Otis Redding: An Unfinished Life by Jonathan Gould (Crown Archetype, May) - A definitive biography, timed to the 50th anniversary of Redding’s memorable performance at the 1967 Monterey Pop Festival, of Redding’s short life, it explores race and music in America in the 1960s.


Reckless Daughter: A Portrait of Joni Mitchell by David Yaffe (FSG/Crichton, June) - A biography, with dozens of in-person interviews with Mitchell, reveals the backstory behind the famous songs—from her youth on the Canadian prairie, the child she gave up for adoption, through her albums and love affairs, to the present.


Science

Inferno: A Doctor’s Ebola Story by Steven Hatch (St. Martin’s, Mar.) - Immunologist Hatch chronicles his work in Liberia during the West African Ebola outbreak of 2014–2015, delivering a story of courageous medical care amid devastating human tragedy. It’s a tale of great loss that is tempered by optimism that such epidemics can be handled with compassion.


The Inkblots: Hermann Rorschach, His Iconic Test, and the Power of Seeing by Damion Searls (Crown, Feb.) - Writer and translator Searles delivers the story of the Swiss psychoanalyst and psychiatrist who, despite his short life, transformed psychology with his visual test. Searles traces the ebb and flow of the test’s popularity, and examines its synthesis of art and science.


Mercies in Disguise: A Story of Hope, a Family's Genetic Destiny, and the Science That Rescued Them by Gina Kolata (St. Martin’s, Apr.) - New York Times science reporter Kolata follows a South Carolina family through their reckoning with genetic illness and one courageous daughter’s determination to disrupt her destiny. Kolata surveys a host of intractable ethical issues and offers insight into the experiences of doctors and patients alike.
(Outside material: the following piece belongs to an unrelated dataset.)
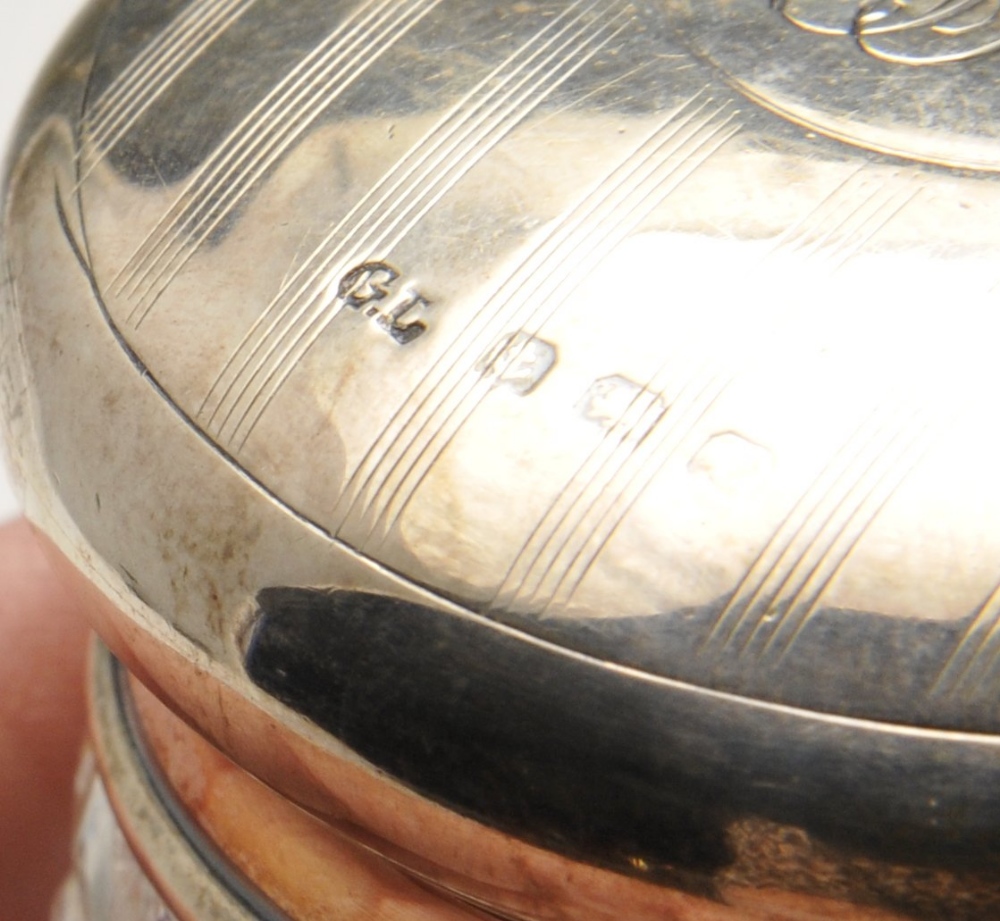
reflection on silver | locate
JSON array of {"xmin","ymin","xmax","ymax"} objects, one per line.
[{"xmin": 0, "ymin": 0, "xmax": 1000, "ymax": 921}]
Universal: A Guide to the Cosmos by Brian Cox and Jeff Forshaw (Da Capo, Apr.) - Celebrating the scientific process and the wonders of the universe, Cox and Forshaw introduce readers to cutting-edge astrophysics and cosmology. They use basic questions to dig into increasingly complex topics, yet manage to keep the material fun and accessible.


Religion

Martin: Renegade and Prophet by Lyndal Roper (Random House, Feb.) - Timed to coincide with the anniversary of Martin Luther’s posting of the Ninety-Five Theses, Roper’s book is a tightly focused look at Luther's intellectual work over the course of his life.
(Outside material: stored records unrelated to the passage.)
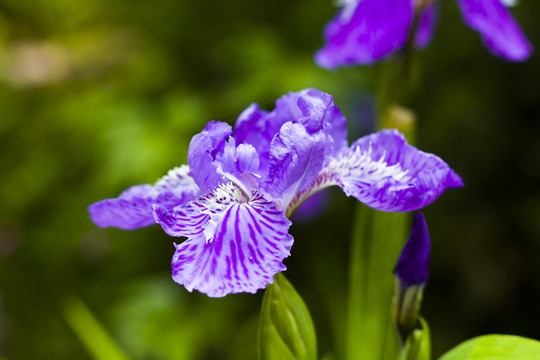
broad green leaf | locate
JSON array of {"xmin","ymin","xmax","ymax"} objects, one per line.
[
  {"xmin": 258, "ymin": 273, "xmax": 317, "ymax": 360},
  {"xmin": 439, "ymin": 335, "xmax": 540, "ymax": 360}
]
Stranger in a Strange Land: Searching for Gershom Scholem and Jerusalem by George Prochnik (Other Press, Mar.) - Prochnik effectively, and movingly, combines a nuanced biography of Scholem, who nearly single-handedly created academic study of the Kabbalah, with a warts-and-all autobiography that recounts Prochnik’s search for meaning in his own life.
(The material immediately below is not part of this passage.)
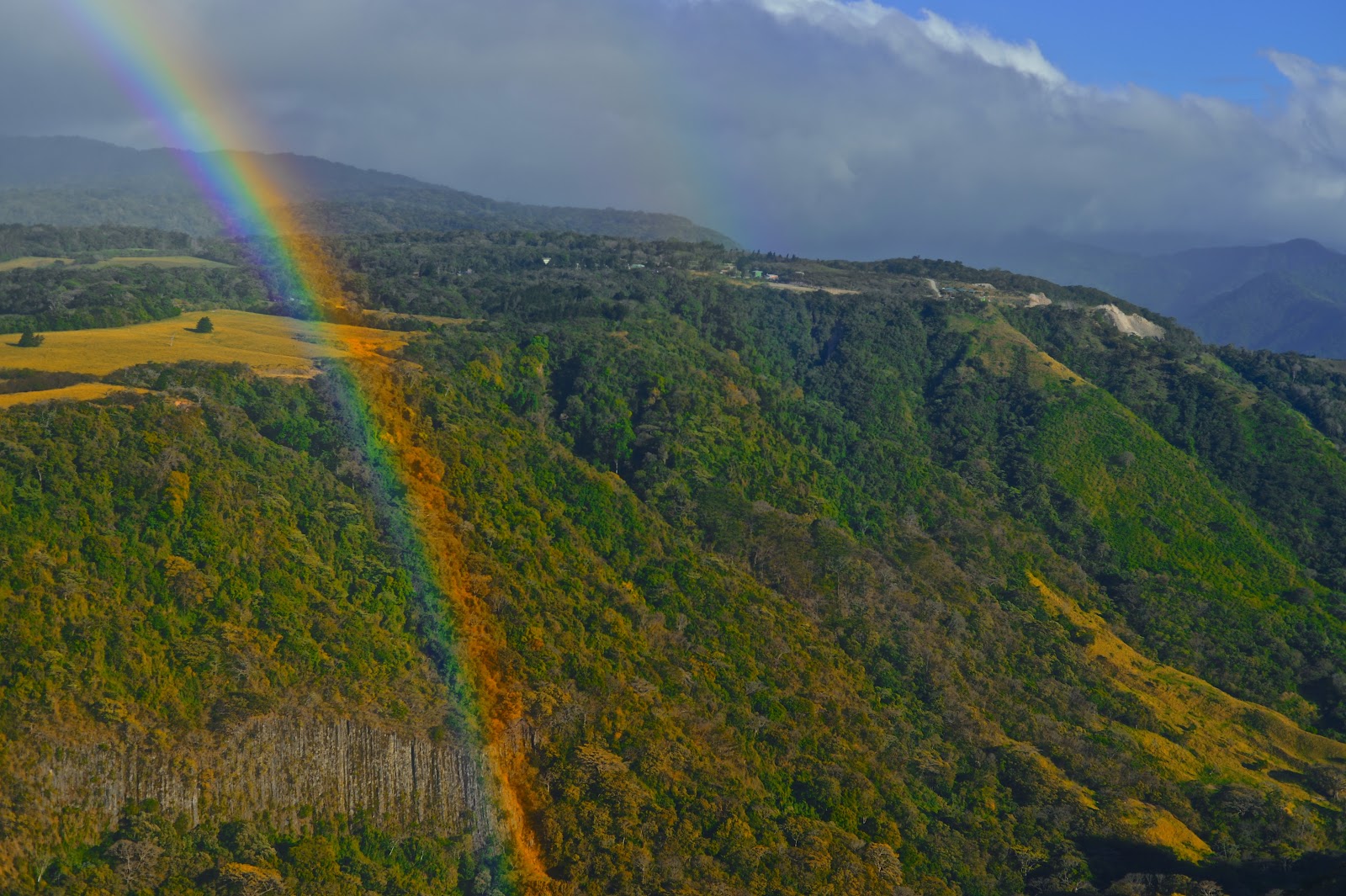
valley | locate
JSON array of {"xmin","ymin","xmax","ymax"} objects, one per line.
[{"xmin": 0, "ymin": 231, "xmax": 1346, "ymax": 896}]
Hallelujah Anyway: Rediscovering Mercy by Anne Lamott (Riverhead, Apr.) - Casting a fresh eye on well-known biblical stories such as Jonah, the Good Samaritan, and Lazarus, Lamott drolly attests to the subversive, yet sustaining power of simple acts of kindness in the face of life’s inevitable devastations.


Taking My Life Back: My Story of Faith, Determination, and Surviving the Boston Marathon Bombing by Rebekah Gregory with Anthony Flacco (Revell, Apr.) - Gregory's memoir is her unflinching account of surviving the Boston Bombing, including the self-reflection and path to grace she found following the devastating event.